Aight so the scripts are not the problem… but damn, you’re on windows… do you know how to see the whole process tree on Win? 'cause I have no clue. Something like htop or alike - so you create the job, and when it gets stuck you go see on which part it hangs and hopefully get some useful info?
Maybe there’s a specific command that’s ran right after the script finishes which fails.

Maybe it is a permission problem, or a more generic OS error. I’d suggest correlating all events at the date and time when the CI job runs and fails. win+r and eventvwr opens the event viewer.

Also, can you share the script content of deploy-oculus-quest.sh and build.sh to exactly see what it does? It may start background services and the like, which are blocking the termination of the job itself.

Other jobs that also use build.sh complete fine, so if its a script related thing then it would be the deploy script causing it I imagine.

Here’s the build script:

#!/usr/bin/env bash

set -e
set -x

echo "Building for $BUILD_TARGET"

export BUILD_PATH=./Builds/$BUILD_TARGET/
mkdir -p $BUILD_PATH

"C:\Program Files\Unity\Hub\Editor\\${UNITY_VERSION}\Editor\Unity.exe" \
  -projectPath $(pwd) \
  -quit \
  -batchmode \
  -gitBranch $CI_COMMIT_BRANCH \
  -buildTarget $BUILD_TARGET \
  -customBuildTarget $BUILD_TARGET \
  -customBuildName "$BUILD_NAME" \
  -customBuildPath $BUILD_PATH \
  -customScriptingDefines $SCRIPTING_DEFINES \
  -customZipPrefix $ZIP_PREFIX \
  -executeMethod BuildCommand.PerformBuild \
  -logFile -

UNITY_EXIT_CODE=$?

if [ $UNITY_EXIT_CODE -eq 0 ]; then
  echo "Run succeeded, no failures occurred";
elif [ $UNITY_EXIT_CODE -eq 2 ]; then
  echo "Run succeeded, some tests failed";
elif [ $UNITY_EXIT_CODE -eq 3 ]; then
  echo "Run failure (other failure)";
else
  echo "Unexpected exit code $UNITY_EXIT_CODE";
fi

ls -la $BUILD_PATH
[ -n "$(ls -A $BUILD_PATH)" ] # fail job if build folder is empty

Here’s the deploy script:

#!/usr/bin/env bash

set -e
set -x

if [ "$CI_COMMIT_REF_SLUG" = "master" ]; then
	channel="RC"
elif [ "$CI_COMMIT_REF_SLUG" = "qa" ]; then
	channel="BETA"
elif [ "$CI_COMMIT_REF_SLUG" = "dev" ]; then
	channel="ALPHA"
else
	channel=$CI_COMMIT_REF_SLUG
fi

gameVersion=`cat GameVersion.txt`
echo "Deploying Oculus Quest build for channel $channel version $gameVersion"

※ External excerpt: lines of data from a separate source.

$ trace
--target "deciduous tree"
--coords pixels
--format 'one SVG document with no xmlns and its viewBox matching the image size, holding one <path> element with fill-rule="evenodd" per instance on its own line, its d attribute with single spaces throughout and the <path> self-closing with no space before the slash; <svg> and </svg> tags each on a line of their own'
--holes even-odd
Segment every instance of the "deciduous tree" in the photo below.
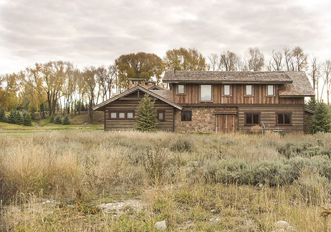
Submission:
<svg viewBox="0 0 331 232">
<path fill-rule="evenodd" d="M 163 61 L 167 70 L 202 71 L 206 68 L 205 59 L 195 48 L 168 50 Z"/>
</svg>

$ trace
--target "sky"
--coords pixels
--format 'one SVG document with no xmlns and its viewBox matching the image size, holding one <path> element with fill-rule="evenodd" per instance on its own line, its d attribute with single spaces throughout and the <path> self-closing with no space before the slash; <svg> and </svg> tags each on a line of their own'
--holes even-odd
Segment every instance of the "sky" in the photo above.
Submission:
<svg viewBox="0 0 331 232">
<path fill-rule="evenodd" d="M 62 60 L 108 66 L 121 55 L 194 48 L 206 58 L 299 46 L 331 59 L 329 0 L 0 0 L 0 73 Z"/>
</svg>

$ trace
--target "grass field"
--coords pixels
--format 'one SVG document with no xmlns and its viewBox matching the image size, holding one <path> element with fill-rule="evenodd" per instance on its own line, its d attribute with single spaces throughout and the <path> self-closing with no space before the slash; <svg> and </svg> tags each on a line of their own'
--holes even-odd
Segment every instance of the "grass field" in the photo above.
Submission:
<svg viewBox="0 0 331 232">
<path fill-rule="evenodd" d="M 1 231 L 324 231 L 331 207 L 329 134 L 24 133 L 0 133 Z"/>
</svg>

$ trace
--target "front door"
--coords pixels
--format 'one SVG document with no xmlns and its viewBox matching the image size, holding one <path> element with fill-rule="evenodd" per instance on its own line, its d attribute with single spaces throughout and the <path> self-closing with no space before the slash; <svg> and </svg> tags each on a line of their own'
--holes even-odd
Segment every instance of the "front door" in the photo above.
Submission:
<svg viewBox="0 0 331 232">
<path fill-rule="evenodd" d="M 234 132 L 234 114 L 216 114 L 216 133 Z"/>
</svg>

C:/OculusDeploy/ovr-platform-util.exe upload-quest-build -a $OCULUS_QUEST_APP_ID --app_secret $OCULUS_QUEST_APP_SECRET --apk "C:/OculusDeploy/Build/Cards & Tankards.apk" -c $channel

echo "Deploy finished"
exit 0

Does anyone have any other ideas to try? It’s a bit random too, sometimes it will complete, and other times it will just hang there until it times out or I manually cancel the job. It’s only this one deploy to Oculus that ever has issues too. I have a separate deploy to Steam that never freezes like this.

I figured it out. The issue is that some of the exe’s I call in my scripts spawn other child processes that keep running after the exe that I call exits. I did a workaround fix by after the exe exits, finding all child processes of that process and killing them.

1 Like

Would you be able to share the code for that? Looking at pretty much the same issue, building for Android with Unity, and the build does not finish.

Greg

My previous attempt at that actually didn’t work 100% of the time. I further narrowed it down to an issue of adb not being killed after Unity exits. This is the powershell code that I used for it and it is working 100% of the time for me now:

if ( $Env:BUILD_TARGET -eq "Android" )
{
  echo "Killing adb.exe processes as it prevents the CICD process from exiting"
  
  try
  {
    Stop-Process -Name "adb" -ErrorAction SilentlyContinue
  }
  catch
  {
    Write-Host "An error occurred:"
    Write-Host $_
  }
}

Awesome, thank you emrys90!

For me, this seems to work as well:
"taskkill //IM "adb.exe" //F"

For future reference: I did not have too much luck trying to find child processes ( nothing showed up after the build step finished )… however running “tasklist” I was able to see that “adb” is still running, and killing it allowed the CI job to finish.